Results obtained for each treatment were averaged and independently analyzed, and the treatment information was kept concealed throughout the study. Data were represented as mean ± SE. Analysis of variance (ANOVA) was performed to compare the data between multiple concentrations, following post hoc test when analysis of variance was significant. Statistical significance level was set at α = 0.05 using Prism statistical software 5.0 (GraphPad).

3.5. ADME Analysis

The ADME properties of compound MC903 were evaluated with QikProp module of Schrödinger (QikProp, version 5.1, Schrödinger, LLC, New York, NY, USA, January 2017) [21,22,23].

4. Conclusions

In this work we disclosed the preliminary results that we obtained in the search for single and novel agents for the potential combined treatment of ischemic stroke and AD. Contrary to other reported approaches [14,15], here we addressed for the first time a rationally-driven drug design using a fragment-based drug design strategy based on the juxtaposition of selected pharmacophores from QN23 and Contilisant, our most advanced lead-compounds for ischemic stroke and AD treatment, respectively.
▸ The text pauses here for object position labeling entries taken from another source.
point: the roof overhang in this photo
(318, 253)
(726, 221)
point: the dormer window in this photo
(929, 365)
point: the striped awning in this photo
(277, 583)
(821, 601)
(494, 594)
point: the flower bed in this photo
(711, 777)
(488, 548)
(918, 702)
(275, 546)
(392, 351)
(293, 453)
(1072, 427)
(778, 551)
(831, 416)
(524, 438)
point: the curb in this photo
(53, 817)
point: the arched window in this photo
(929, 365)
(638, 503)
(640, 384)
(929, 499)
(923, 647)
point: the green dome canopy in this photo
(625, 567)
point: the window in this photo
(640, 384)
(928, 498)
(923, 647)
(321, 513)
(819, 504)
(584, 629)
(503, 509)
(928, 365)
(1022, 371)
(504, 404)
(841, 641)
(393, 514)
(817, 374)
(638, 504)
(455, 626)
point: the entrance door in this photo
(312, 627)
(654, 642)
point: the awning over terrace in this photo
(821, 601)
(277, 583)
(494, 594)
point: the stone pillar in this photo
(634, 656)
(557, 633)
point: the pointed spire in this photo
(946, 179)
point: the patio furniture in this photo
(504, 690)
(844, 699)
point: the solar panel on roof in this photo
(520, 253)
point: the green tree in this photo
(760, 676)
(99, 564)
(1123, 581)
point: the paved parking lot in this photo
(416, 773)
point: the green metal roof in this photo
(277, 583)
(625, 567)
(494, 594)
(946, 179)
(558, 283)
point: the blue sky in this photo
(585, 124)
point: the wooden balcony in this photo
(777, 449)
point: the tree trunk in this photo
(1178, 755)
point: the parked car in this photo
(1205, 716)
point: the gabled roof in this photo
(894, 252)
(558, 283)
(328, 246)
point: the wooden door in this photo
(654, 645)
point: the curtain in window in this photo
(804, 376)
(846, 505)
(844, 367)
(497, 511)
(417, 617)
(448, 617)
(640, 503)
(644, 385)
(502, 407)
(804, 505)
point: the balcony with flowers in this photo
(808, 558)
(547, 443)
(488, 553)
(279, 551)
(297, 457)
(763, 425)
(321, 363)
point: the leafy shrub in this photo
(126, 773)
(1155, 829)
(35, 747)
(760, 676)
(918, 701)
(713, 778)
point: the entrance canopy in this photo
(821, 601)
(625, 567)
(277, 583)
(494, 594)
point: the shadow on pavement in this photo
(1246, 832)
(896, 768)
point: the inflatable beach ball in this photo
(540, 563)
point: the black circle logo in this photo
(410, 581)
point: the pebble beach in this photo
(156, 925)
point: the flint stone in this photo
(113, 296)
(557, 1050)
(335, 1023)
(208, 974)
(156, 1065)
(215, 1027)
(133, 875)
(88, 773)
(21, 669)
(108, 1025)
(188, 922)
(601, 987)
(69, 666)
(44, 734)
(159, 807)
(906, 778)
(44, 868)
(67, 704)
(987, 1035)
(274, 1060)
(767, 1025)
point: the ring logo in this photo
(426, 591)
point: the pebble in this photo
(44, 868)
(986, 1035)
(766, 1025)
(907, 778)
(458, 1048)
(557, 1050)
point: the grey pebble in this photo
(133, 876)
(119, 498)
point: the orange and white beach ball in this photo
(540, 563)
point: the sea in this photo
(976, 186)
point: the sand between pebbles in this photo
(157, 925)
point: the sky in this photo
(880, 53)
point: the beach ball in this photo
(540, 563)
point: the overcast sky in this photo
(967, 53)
Thus, looking for new nitrones as neuroprotective-antioxidant agents, able not only to decrease ROS levels but also to bind to biological targets and increase the level of neurotransmitters—a key deficit found in the brain of AD patients—we synthesized QNs JMA101A, JMA98C, DDI89, DDI88, JMA12A, JMA11A, MC903, and MC902 (Figure 1) and subjected them to appropriate phenotypic assays for ischemic injury and AD. As a result, we were able to identify MC903 as a hit-agent. Regarding the structure, MC903 bears the same functional groups at the same positions as QN23, except by a N-propargylpiperazine substituted at the other nitrogen by a linear three methylene motif linked to O(C6), instead of a methoxy group. Taking into account the results obtained by the preliminary SAR reported here, this functional and pharmacophore arrangement seems critical for the observed activities and should be taken into consideration for further developments. Thus, MC903 is a new and small QN for the potential combined therapy of ischemic stroke and AD, showing strong neuroprotective properties on primary neuronal cultures under OGD conditions as experimental ischemia model, and on neuronal line cells against to R/O, OA or Aβ_25–35 treatments, which mimic the effects found in AD. Based on these promising results, our efforts are now directed to improve the observed pharmacological profile of hit-MC903 by the design, synthesis and biological evaluation of new related QNs, including the pertinent enzymatic and receptor binding analyses, looking for a lead-QN to submit to suitable ischemic stroke and AD animal models. The present results pave the way for new therapeutic insights and developments in the search for new agents for the combined treatment of ischemic stroke and AD.

5. Patents

Marco Contelles, José Luis; Alcázar González, Alberto; Egea Máiquez, Javier; Palomino Antolín, Alejandra. Derivados de quinolilnitronas para su uso en la prevención y el tratamiento de la isquemia cerebral, ictus isquémico y enfermedades neurodegenerativas. EP202130259.